In [1]:
import pandas as pd
import numpy as np
from tqdm import tqdm
import os
import sys
import warnings
warnings.filterwarnings('ignore')

In [2]:
from google.colab import drive
drive.mount('/content/drive')

Mounted at /content/drive


In [3]:
os.chdir('/content/drive/My Drive/QRT_FOOT_DATA_CHALLENGE')

from Utilities.submit import submit
from Utilities.data_process import scores_to_target
from Utilities.get_data import get_test
from Utilities.get_data import get_train_processed
from Utilities.get_data import get_test_processed
from Utilities.get_data import get_train
from Utilities.bench_validation import test_bench

Drive already mounted at /content/drive; to attempt to forcibly remount, call drive.mount("/content/drive", force_remount=True).
Drive already mounted at /content/drive; to attempt to forcibly remount, call drive.mount("/content/drive", force_remount=True).


In [4]:
os.chdir('/content/drive/My Drive/QRT_FOOT_DATA_CHALLENGE/Utilities/Data')

train_data, train_scores = get_train_processed()
test_data = get_test_processed()
test_data_pre_processed = get_test()
target = scores_to_target(train_scores)

# Features Engineering

In [5]:
list_columns = list(train_data.columns)
n_columns = len(train_data.columns)
print(f"We have {n_columns} columns")

We have 280 columns


In [6]:
list_columns

['HOME_TEAM_SHOTS_TOTAL_season_sum',
 'HOME_TEAM_SHOTS_INSIDEBOX_season_sum',
 'HOME_TEAM_SHOTS_OFF_TARGET_season_sum',
 'HOME_TEAM_SHOTS_ON_TARGET_season_sum',
 'HOME_TEAM_SHOTS_OUTSIDEBOX_season_sum',
 'HOME_TEAM_PASSES_season_sum',
 'HOME_TEAM_SUCCESSFUL_PASSES_season_sum',
 'HOME_TEAM_SAVES_season_sum',
 'HOME_TEAM_CORNERS_season_sum',
 'HOME_TEAM_FOULS_season_sum',
 'HOME_TEAM_YELLOWCARDS_season_sum',
 'HOME_TEAM_REDCARDS_season_sum',
 'HOME_TEAM_OFFSIDES_season_sum',
 'HOME_TEAM_ATTACKS_season_sum',
 'HOME_TEAM_PENALTIES_season_sum',
 'HOME_TEAM_SUBSTITUTIONS_season_sum',
 'HOME_TEAM_BALL_SAFE_season_sum',
 'HOME_TEAM_DANGEROUS_ATTACKS_season_sum',
 'HOME_TEAM_INJURIES_season_sum',
 'HOME_TEAM_GOALS_season_sum',
 'HOME_TEAM_GAME_WON_season_sum',
 'HOME_TEAM_GAME_DRAW_season_sum',
 'HOME_TEAM_GAME_LOST_season_sum',
 'HOME_TEAM_SHOTS_TOTAL_season_average',
 'HOME_TEAM_SHOTS_INSIDEBOX_season_average',
 'HOME_TEAM_SHOTS_OFF_TARGET_season_average',
 'HOME_TEAM_SHOTS_ON_TARGET_season_a

#Dropping of correlated features

In [7]:
def drop_corrolated_features(train_data, corr_matrix, threshold = 0.85):
  features_to_drop = set()
  for i in range(len(corr_matrix.columns)):
    for j in range(i):
        if abs(corr_matrix.iloc[i, j]) > threshold:
            colname = corr_matrix.columns[i]
            features_to_drop.add(colname)
  train_data_processed = train_data.drop(columns = features_to_drop).copy()
  return train_data_processed

In [8]:
train_data_processed = drop_corrolated_features(train_data, train_data.corr(), threshold = 0.8)
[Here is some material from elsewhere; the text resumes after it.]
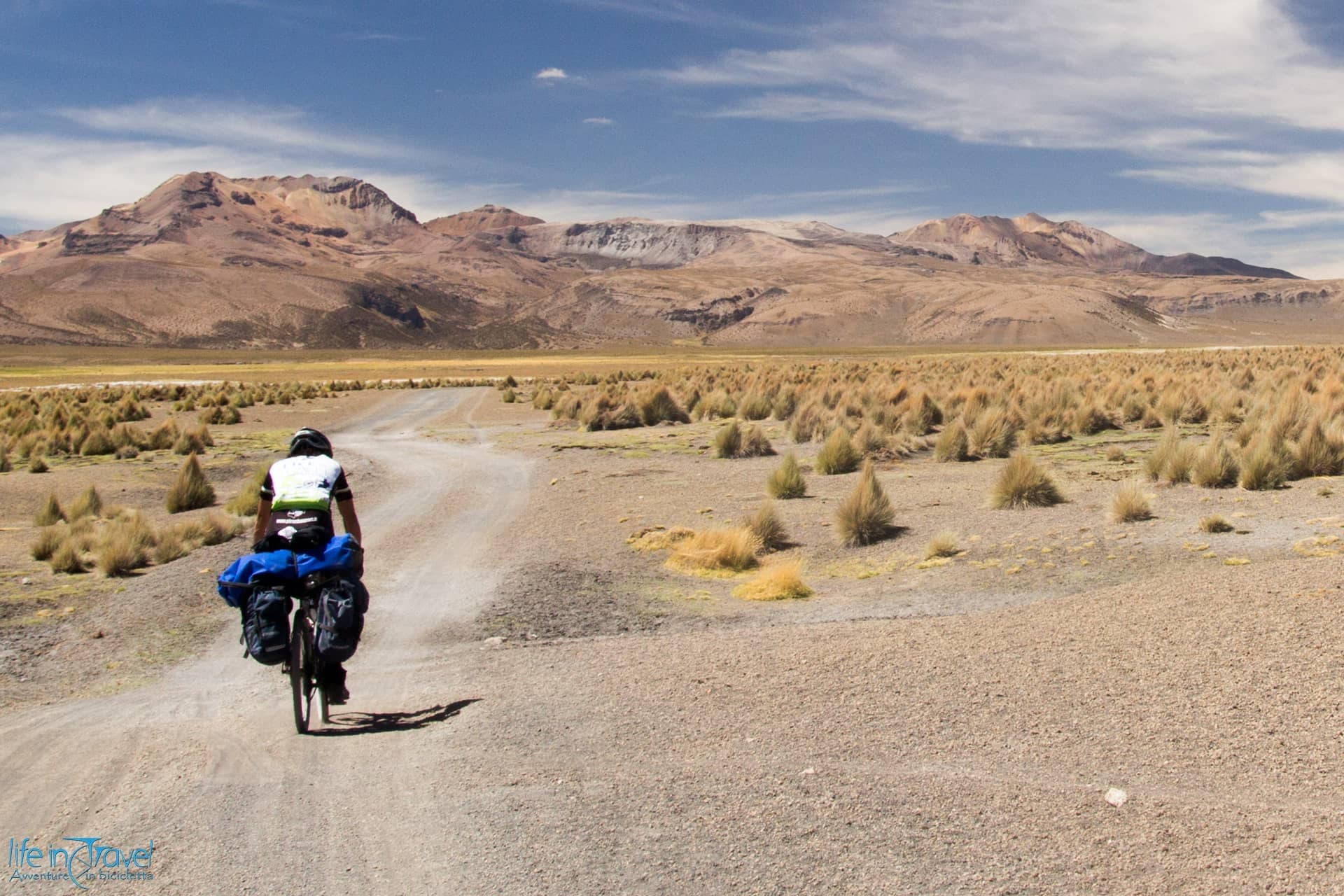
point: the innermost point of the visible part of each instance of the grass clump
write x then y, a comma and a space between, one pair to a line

After dropping the corrolated we get the following

In [9]:
list_columns = list(train_data_processed.columns)
n_columns = len(train_data_processed.columns)
print(f"After dropping the correlated features we have {n_columns} columns")

After dropping the correlated features we have 161 columns


In [10]:
def grid_search_drop_corrolated_features(train_data, threshold_min, threshold_max, n_thresholds = 10):
  corr_matrix = train_data.corr().copy()
  thresholds = np.linspace(threshold_min, threshold_max, n_thresholds)
  score_opti, threshold_opti = 0, 0
  for threshold in tqdm(thresholds):
    train_data_processed = drop_corrolated_features(train_data, corr_matrix, threshold = threshold)
    scores_cross_val = test_bench(train_data_processed, target, verbose = False)
    if(scores_cross_val > score_opti):
      score_opti = scores_cross_val
      threshold_opti = threshold
  return score_opti, threshold_opti

In [11]:
score_opti, threshold_opti = grid_search_drop_corrolated_features(train_data, 0.7, 0.9, n_thresholds=20)

  0%|          | 0/20 [00:38<?, ?it/s]


KeyboardInterrupt: 

We now save the dataset

In [12]:
score_opti, threshold_opti = (0.4958156014311057, 0.8789473684210527)
train_data_processed = drop_corrolated_features(train_data, train_data.corr(), threshold = threshold_opti)
test_data_processed = drop_corrolated_features(test_data, train_data.corr(), threshold = threshold_opti)

In [13]:
file_path = '/content/drive/My Drive/QRT_FOOT_DATA_CHALLENGE/Utilities/Data'
os.chdir(file_path)
train_data_processed.to_csv('train_data_features_and_nan_processed.csv', index=False)
test_data_processed.to_csv('test_data_features_and_nan_processed.csv', index=False)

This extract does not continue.